Altro aspetto importante è che la Generazione Z, come detto in precedenza, vuole certezze e la ricerca di recensioni online sulle aziende è fondamentale. Il 30% del campione di ragazzi ascoltati da Zelo ha affermato di scegliere un’azienda in base alle recensioni dei dipendenti che legge online.
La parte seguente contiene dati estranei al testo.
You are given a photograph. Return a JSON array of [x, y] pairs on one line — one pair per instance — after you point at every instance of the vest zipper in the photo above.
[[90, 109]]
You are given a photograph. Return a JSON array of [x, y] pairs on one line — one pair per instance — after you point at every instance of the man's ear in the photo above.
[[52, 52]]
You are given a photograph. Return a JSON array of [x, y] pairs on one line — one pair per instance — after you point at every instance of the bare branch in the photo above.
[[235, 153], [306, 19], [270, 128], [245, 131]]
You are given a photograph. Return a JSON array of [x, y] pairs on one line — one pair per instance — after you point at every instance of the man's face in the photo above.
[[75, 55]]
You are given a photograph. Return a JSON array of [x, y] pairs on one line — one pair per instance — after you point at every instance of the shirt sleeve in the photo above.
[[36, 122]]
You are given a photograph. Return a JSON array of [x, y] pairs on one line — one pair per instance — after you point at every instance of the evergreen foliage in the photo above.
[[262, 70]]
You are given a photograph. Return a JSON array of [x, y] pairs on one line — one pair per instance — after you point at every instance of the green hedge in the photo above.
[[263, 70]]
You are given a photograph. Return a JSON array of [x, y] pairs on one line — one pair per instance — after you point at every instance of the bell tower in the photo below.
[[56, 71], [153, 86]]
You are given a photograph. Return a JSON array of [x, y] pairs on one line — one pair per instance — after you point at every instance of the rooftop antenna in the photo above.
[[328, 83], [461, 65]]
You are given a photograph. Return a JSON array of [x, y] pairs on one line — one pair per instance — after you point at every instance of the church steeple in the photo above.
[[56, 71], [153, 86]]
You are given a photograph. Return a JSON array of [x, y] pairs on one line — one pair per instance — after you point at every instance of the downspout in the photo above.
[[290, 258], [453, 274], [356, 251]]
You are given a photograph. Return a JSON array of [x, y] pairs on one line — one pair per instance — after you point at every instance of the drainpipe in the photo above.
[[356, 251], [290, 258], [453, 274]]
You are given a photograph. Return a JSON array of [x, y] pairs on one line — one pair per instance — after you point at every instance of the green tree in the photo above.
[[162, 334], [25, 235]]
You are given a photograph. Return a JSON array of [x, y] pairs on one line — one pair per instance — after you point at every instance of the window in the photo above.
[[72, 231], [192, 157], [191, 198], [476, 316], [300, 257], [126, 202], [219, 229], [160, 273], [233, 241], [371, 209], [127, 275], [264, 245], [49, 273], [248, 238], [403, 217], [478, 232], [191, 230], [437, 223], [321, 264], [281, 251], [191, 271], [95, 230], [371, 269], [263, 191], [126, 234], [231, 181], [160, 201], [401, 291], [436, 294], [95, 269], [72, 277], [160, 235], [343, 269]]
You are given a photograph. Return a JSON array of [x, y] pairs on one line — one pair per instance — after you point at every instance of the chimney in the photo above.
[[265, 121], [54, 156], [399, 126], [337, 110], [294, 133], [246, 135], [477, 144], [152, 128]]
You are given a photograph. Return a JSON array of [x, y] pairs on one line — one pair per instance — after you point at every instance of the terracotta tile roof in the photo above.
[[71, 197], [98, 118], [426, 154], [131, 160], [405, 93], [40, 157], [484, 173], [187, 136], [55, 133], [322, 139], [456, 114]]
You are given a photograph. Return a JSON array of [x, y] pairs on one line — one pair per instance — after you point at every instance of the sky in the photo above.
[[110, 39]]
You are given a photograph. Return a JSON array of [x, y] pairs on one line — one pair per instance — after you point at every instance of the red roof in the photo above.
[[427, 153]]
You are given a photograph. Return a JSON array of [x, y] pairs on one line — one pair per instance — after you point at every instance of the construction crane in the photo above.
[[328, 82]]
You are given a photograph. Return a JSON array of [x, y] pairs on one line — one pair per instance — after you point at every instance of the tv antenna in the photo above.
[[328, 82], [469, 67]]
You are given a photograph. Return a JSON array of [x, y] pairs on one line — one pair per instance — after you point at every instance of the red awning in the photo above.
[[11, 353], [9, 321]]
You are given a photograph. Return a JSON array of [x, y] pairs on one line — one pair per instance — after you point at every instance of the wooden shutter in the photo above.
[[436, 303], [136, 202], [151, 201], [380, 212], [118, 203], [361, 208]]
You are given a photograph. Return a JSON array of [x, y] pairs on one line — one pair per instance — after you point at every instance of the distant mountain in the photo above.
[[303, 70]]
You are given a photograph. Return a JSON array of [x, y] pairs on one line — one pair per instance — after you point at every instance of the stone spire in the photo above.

“La GenZ ci continua a sorprendere: vogliono realizzarsi, veder riconosciuto il proprio talento e sentirsi importanti tra i grandi, ma soffrono le regole e hanno un’allergia generazionale alle procedure e alle gerarchie. È questo ciò che spesso li fa etichettare come sfaticati, ma c’è bisogno che gli adulti cambino il proprio punto di vista: non si tratta di non voler lavorare, ma di avere una più spiccata sensibilità che rende i ragazzi bisognosi di essere riconosciuti per la loro unicità anche sul lavoro. I GenZ non si adattano a modelli standardizzati ma desiderano essere ascoltati e ricevere dei feedback chiari che dimostrino attenzione per la loro crescita professionale”, ha dichiarato Cecilia Nostro, Founder di Zelo. “Lavorando al fianco di HR e CEO abbiamo rilevato come sia fondamentale indagare con sincerità questa generazione così complicata e sfaccettata per risolvere il profondo fraintendimento che impedisce oggi di valorizzarne al meglio le skill. È un punto fondamentale per non avere un gap di professionisti nei prossimi anni e aiutare le aziende a costruire un mondo a prova di GenZ”.